You are viewing an archived version of danielfischer.com

 

All That Git Talk in The Rails World, What Gives?

Published: February 1st, 2008

I’ve been noticing a heavy upheaval in the source control world of Ruby on Rails: and the spotlightis on Git. So Git, what gives?

Introduction to Git

If you don’t know what Git is, it’s supposedly the next best thing for source control, just like SVN was to CVS. It was originally created by Linus Torvalds, the same guy who brought you Linux1. Git is most notably used for the Linux kernel.

Things to note

There are a couple things that I’ve read that are supposed to make Git very powerful, which I somewhat agree with, but at the same time don’t understand:

  • Speed: I don’t have any graphs on me, but ones that I’ve seen show it being mega-folds faster than all version-control systems. This is especially shown when dealing with thousands of small files (Like most open-source projects). Of course, when looking at the graphs, the critism around them was that they were showing results on ‘old versions of the version-control system’.
  • Superior Branching Capabilities: This is the only one I truly understand and absolutely give Git credit for. As you all probably know, branching in SVN is an incredible pain. In Git, it’s as easy as 1, 2, 3. I’d provide an example if I knew it off the top of my head, but I’m sure someone will comment on this for further insight.
  • Distributed Repositories: This feature is probably the biggest feature of Git itself. When you get code from a repository, that code you checked out is actually a full repository itself. What does this mean? That potentially means anyone can pull the repository from you. This feature is what I don’t understand, why do you need distributed repositories? Why would you need something other than a central repository with read/write access? Maybe I’m just so used to the subversion workflow that I just don’t understand why a distributed repository system would be useful. There is one small thing, and I’ll mention that on the next bullet.
  • In relation to above, when a user checks out a repository, they are given a full repository themselves; this leads to an amazing benefit: they get to commit locally without syncing with a central repository. That means you can be offline and still commit your code and have it logged.

My Views

That’s the basic understanding I have of Git, and obviously you can see I’m a bit confused and don’t really understand why it’s overly superior to SVN and other version-control systems. I’ll give it props for being faster, and easier to branch off of, but that can happen in Subversion as well with an update. Another thing to note is that if your current project is using subversion you could potentially use Git as a wrapper, which gives you access to the local repository features, but I don’t think it’ll be any faster because it’s still a hook to SVN commands. One other downside to using Git as a wrapper for SVN is that all the commits you made with Git will not be pushed into one big commit in Subversion. Here’s an example:

Dave, your ever-so-loving coding partner who uses Git instead of Subversion to be the cool developer on the block, somehow committed 500 changes in less than a minute! This changed the subversion change-set from 500, to 1000 in less time than it takes the big hand on the clock to fully turn!
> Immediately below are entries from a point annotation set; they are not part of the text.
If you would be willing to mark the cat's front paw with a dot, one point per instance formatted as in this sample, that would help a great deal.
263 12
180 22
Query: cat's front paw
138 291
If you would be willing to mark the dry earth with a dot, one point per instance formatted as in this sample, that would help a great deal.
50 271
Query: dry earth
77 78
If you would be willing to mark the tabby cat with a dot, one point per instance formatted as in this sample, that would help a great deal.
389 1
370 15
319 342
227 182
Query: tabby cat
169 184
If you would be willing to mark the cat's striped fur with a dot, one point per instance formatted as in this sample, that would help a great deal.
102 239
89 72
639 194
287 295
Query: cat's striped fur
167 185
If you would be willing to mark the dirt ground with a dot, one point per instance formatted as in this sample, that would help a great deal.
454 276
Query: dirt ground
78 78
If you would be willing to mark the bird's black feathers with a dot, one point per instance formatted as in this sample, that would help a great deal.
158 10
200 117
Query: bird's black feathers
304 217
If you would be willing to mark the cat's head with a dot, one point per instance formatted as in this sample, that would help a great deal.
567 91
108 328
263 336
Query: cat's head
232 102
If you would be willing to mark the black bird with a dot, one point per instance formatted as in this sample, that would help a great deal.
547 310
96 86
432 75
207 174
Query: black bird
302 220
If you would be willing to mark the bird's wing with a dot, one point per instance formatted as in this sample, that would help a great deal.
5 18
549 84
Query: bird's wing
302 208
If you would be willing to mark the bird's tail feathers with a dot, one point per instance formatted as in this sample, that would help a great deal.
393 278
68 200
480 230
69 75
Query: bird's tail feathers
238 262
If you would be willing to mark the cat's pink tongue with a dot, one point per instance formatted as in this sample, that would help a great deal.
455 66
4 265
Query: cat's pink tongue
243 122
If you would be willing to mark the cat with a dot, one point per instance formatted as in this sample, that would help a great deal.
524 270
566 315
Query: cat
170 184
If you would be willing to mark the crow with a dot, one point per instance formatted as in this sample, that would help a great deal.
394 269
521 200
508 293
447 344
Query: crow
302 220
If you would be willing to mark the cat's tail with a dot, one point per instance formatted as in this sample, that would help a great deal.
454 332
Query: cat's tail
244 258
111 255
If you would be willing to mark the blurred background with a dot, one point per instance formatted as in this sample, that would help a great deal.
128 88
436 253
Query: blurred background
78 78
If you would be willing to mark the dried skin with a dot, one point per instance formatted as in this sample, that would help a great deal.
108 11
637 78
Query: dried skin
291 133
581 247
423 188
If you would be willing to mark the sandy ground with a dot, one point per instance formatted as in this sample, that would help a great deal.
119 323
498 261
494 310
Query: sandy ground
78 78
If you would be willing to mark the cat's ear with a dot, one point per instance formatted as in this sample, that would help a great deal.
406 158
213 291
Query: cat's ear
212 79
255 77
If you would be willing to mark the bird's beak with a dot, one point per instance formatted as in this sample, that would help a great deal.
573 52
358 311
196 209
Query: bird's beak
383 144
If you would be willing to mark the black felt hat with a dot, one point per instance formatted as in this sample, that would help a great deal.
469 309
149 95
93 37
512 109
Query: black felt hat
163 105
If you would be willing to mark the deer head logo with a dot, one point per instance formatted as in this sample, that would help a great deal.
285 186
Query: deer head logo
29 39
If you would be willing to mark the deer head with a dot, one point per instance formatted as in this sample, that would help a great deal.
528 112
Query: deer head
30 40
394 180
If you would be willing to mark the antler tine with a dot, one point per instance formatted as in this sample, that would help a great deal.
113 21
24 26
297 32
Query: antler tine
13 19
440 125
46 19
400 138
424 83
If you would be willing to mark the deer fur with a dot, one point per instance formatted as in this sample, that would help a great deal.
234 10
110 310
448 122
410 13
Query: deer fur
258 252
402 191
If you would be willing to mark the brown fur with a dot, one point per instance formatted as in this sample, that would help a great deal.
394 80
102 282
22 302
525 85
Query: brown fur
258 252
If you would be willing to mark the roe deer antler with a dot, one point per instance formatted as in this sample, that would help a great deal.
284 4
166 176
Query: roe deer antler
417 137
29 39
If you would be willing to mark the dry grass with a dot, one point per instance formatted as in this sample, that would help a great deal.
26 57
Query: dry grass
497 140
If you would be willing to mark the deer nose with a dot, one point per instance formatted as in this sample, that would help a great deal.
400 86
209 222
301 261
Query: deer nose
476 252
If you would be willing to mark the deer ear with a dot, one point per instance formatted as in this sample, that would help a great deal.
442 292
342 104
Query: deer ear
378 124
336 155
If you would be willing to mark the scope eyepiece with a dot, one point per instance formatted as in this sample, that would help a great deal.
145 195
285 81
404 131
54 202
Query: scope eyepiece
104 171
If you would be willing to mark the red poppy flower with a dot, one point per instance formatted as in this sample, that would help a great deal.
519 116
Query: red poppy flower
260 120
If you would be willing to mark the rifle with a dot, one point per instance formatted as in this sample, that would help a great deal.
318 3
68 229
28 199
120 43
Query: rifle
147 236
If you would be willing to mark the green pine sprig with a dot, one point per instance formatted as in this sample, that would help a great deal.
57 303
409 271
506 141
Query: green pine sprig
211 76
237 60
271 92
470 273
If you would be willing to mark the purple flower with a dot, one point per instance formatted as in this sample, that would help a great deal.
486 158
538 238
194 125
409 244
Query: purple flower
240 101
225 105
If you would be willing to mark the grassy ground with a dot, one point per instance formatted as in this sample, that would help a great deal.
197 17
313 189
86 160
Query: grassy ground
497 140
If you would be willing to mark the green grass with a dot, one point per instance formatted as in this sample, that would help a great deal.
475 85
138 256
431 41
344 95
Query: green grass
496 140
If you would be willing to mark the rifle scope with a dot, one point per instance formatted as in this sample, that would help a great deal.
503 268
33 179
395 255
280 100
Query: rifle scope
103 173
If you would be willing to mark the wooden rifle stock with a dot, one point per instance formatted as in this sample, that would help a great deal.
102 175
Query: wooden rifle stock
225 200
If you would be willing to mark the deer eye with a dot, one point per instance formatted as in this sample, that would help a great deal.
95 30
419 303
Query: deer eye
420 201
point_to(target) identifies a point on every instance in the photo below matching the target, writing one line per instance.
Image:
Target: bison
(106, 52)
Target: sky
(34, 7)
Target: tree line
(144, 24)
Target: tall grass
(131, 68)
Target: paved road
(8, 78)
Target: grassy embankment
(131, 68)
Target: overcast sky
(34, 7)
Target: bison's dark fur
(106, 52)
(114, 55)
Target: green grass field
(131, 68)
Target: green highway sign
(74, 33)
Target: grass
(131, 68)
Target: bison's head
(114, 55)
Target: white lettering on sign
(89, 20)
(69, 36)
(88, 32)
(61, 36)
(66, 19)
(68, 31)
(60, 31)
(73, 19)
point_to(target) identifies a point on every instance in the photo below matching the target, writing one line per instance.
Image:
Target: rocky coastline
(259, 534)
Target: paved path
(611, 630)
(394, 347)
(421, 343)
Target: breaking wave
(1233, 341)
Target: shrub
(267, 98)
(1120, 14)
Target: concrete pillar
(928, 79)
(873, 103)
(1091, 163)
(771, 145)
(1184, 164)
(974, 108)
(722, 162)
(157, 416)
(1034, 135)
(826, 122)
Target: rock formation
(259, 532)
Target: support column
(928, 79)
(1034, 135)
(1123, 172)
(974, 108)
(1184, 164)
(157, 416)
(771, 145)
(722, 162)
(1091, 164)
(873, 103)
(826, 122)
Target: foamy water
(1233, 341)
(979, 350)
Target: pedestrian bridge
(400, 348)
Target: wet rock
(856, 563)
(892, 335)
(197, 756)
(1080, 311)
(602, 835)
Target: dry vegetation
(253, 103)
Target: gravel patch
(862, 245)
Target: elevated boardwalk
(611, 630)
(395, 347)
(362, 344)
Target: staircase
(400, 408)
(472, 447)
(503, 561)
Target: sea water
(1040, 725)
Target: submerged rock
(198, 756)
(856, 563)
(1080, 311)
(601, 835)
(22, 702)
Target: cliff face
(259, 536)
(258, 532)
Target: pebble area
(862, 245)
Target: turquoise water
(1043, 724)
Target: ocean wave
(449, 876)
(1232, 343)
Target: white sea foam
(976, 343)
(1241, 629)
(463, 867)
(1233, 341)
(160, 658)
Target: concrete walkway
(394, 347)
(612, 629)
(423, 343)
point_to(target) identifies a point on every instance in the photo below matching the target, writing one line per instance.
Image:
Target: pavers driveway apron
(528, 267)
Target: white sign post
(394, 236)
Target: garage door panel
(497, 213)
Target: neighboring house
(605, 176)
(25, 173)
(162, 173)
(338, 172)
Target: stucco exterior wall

Hopefully you understand that example. I personally dislike Git on Subversion projects for the above example’s outcome. I actually use those change-sets as a milestone in my mind of how things are progressing, if it changed 200% in one minute, it would really throw off the point of a change-set.

The Summary

So, in summary: Git is superior in branching, and for the most part, speed. But, why Distributed Repositories? I hear it can be useful in open-source projects, but I really have no idea why, and why would this be useful for closed projects as well?

I’d really appreciate if anyone can shed some light on why it’s otherwise superior. I love to stay on top of the best technology, so kick my ass on my lame knowledge and educate me! Then I’ll be able to convert my team to Git :)

p.s a lot of Rails projects are popping up on http://github.com/.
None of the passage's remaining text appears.